New Camcorder Designed for Documentary Filmmakers: the Dust and Rain-Proof Sony HXR-NX70

In addition to the baby brother to the F3, the NEX-FS100, Sony has also officially announced the HXR-NX70, a rain- and dust-proof camera with 1080p/60p capabilities, a built-in GPS, and 96 gigabytes of built-in flash memory. In conjunction with the weatherproofing and long recording times (up to 40 hours to internal memory), a 26mm-equivalent wide-angle 10X zoom lens should make this camera great for shooting documentaries. Here's an overview of the $3,200 (list) camcorder:

This is not a large-sensor DSLR-class camcorder; its sensor is 1/2.88", which makes it a "traditional," deep depth-of-field video camera (of course, for documentaries, sometimes a shallow DOF can be difficult to deal with).

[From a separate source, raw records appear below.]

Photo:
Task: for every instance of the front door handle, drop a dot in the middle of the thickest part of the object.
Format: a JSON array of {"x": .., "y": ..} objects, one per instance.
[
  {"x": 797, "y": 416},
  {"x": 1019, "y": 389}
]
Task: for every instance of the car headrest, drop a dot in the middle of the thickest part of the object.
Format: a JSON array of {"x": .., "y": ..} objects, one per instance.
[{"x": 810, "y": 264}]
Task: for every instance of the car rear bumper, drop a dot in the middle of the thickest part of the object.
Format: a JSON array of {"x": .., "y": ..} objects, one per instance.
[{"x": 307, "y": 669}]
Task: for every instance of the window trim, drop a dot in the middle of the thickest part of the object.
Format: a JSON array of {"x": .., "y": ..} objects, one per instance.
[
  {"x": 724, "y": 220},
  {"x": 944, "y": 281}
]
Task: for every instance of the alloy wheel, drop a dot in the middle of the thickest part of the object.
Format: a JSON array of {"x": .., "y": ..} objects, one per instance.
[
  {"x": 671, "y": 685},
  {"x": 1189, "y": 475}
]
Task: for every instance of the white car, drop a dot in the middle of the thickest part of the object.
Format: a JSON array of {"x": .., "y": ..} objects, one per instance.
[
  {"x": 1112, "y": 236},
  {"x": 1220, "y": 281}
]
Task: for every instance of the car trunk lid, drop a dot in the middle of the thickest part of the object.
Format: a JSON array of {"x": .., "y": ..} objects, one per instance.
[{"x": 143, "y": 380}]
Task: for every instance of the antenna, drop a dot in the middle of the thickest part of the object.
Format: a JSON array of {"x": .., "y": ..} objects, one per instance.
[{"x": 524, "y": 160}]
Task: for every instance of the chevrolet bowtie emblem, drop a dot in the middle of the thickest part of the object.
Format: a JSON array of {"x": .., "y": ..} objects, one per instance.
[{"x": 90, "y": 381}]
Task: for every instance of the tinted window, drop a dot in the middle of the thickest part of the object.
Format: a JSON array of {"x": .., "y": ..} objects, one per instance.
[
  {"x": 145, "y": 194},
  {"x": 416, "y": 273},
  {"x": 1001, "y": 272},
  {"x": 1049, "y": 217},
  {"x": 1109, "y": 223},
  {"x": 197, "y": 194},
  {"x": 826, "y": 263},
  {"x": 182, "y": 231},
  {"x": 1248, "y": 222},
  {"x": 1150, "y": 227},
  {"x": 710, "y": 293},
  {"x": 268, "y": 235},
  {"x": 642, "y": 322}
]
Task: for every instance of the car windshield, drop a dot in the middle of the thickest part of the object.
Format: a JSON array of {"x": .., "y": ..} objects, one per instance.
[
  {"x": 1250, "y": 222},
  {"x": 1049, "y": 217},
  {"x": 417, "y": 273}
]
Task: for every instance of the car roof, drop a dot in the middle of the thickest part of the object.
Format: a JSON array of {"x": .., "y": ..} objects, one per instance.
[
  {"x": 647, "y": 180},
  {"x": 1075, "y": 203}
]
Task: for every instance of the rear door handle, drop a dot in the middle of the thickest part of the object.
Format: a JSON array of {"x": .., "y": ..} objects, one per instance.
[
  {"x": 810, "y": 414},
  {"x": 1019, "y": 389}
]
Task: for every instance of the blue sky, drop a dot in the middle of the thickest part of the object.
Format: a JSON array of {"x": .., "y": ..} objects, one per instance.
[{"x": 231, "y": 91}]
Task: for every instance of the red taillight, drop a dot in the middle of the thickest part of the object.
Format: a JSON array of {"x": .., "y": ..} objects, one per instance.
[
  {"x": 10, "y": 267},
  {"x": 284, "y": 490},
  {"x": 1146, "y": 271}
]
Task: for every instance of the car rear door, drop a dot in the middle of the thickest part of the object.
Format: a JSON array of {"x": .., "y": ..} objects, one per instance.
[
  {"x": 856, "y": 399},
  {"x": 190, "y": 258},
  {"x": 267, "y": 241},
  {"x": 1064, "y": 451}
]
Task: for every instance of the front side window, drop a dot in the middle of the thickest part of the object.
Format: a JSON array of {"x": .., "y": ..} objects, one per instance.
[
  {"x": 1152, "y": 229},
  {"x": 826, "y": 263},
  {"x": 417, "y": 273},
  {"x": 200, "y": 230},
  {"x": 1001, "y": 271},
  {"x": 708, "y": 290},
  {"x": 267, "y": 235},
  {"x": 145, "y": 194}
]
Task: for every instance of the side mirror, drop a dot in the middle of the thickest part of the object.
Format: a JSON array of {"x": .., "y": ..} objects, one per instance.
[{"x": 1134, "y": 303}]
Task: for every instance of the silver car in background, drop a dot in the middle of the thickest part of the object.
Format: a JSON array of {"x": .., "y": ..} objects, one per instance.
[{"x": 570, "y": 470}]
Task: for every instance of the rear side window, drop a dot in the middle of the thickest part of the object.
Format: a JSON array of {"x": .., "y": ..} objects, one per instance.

As for the rain- and dust-proof claims, I have Sony's DSC-TX5 waterproof point-and-shoot, and I've been very pleasantly surprised at Sony's ability to make a weatherproofed camera that is the same size and weight as an unprotected camera -- which looks to be the case with the NX70. More details on the HXR-NX70 can be found in the PDF brochure (this is for the HXR-NV70E, which is the European counterpart to the North American HXR-NX70U. Here are some images of the camcorder, followed by a feature list:

Sony HXR-NX70 Features

Rain and Dust Proof Performance

You can be confident rainy or dusty shooting environments will not affect the reliable operation of the HXR-NX70E thanks to its IEC60529 IP54 rating. The camcorder’s sealed body design makes sure that harmful sand and large dust particles do not get inside. A waterproof performance rating of IPx4 means that the main camera body is protected against rain showers and water splashes.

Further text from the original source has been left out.